Eighteen percent of the people in Butte County, population 230,000, live in poverty. The median household income is about $47,000 -- $20,000 less than the statewide figure.

The Red Cross is consolidating shelters that cropped up across Northern California into one center at the fairgrounds, where about 450 people were staying as of Wednesday night. Red Cross spokesman Stephen Walsh said the agency is working with the local government and nonprofit organizations to find longer-term housing for people, whether they were homeless before the disaster or not.

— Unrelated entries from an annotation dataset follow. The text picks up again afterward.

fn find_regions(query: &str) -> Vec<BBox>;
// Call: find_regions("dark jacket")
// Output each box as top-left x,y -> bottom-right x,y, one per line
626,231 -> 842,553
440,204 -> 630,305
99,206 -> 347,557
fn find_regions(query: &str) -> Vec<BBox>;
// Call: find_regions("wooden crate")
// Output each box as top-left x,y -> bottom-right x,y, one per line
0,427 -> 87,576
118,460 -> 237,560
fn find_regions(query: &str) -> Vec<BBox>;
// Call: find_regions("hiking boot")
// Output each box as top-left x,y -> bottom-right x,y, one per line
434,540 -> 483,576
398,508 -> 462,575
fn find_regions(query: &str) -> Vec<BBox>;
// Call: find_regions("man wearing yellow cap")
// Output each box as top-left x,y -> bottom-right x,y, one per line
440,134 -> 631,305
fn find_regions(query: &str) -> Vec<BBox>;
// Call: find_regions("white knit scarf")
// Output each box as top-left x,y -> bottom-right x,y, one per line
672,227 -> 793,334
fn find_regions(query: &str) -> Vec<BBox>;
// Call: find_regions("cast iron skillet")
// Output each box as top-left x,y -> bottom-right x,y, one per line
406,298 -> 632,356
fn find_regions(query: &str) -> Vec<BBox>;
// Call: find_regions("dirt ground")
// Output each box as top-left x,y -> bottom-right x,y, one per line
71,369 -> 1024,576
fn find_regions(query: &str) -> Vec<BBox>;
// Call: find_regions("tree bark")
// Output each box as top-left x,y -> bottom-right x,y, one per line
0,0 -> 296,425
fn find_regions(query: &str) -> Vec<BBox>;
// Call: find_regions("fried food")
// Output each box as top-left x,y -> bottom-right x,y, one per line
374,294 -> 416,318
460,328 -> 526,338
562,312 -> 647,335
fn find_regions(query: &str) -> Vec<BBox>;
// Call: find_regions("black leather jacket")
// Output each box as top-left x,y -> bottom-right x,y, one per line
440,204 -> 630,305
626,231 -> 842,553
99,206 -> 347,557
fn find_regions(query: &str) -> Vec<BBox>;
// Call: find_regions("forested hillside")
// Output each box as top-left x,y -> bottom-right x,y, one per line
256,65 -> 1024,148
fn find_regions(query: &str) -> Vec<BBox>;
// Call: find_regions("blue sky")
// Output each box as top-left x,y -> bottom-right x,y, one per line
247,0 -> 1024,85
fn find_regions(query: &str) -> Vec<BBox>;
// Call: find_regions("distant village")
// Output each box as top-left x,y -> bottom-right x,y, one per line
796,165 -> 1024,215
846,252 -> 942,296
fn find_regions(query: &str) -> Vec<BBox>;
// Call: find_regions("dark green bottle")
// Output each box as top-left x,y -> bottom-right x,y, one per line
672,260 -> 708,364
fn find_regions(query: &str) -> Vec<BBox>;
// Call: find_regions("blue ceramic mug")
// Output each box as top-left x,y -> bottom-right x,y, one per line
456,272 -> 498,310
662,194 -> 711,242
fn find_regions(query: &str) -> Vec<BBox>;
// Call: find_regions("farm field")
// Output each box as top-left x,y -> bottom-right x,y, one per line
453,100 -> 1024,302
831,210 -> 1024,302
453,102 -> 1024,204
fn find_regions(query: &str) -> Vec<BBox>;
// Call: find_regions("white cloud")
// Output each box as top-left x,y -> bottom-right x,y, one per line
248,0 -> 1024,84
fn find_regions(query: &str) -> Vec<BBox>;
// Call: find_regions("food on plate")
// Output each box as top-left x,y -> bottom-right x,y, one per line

A snapshot survey found nearly 2,000 homeless people in Butte County on one January night in 2017, the most recent count. That was before the blaze destroyed 14,000 homes.

The Federal Emergency Management Agency estimates there are 2,500 families eligible for a voucher to stay in a hotel, but only about 200 have obtained one, said Kevin Hannes, an agency official. He said he expects interest to rise after people get a chance to see their damaged or destroyed homes.

Steve Wilson, who was homeless in Chico before the disaster, has seen the streets grow more crowded with people like him. Hustling for handouts has gotten tougher because people are giving their money to fire victims instead, he said.

On Tuesday, he said, security guards tried to clear him from the parking lot at an abandoned Toys R Us where he had been staying. They backed off after he complained that they weren't hassling others there who were homeless because of the fire, he said.

There's also been a certain benefit to the outpouring of support for those affected by the fire.

"Before the fire, the homeless around here, you couldn't pitch a tent," Wilson said. "The law enforcement, they didn't want us pitching tents. Then with the fire, they can't find us because we're blending in with them."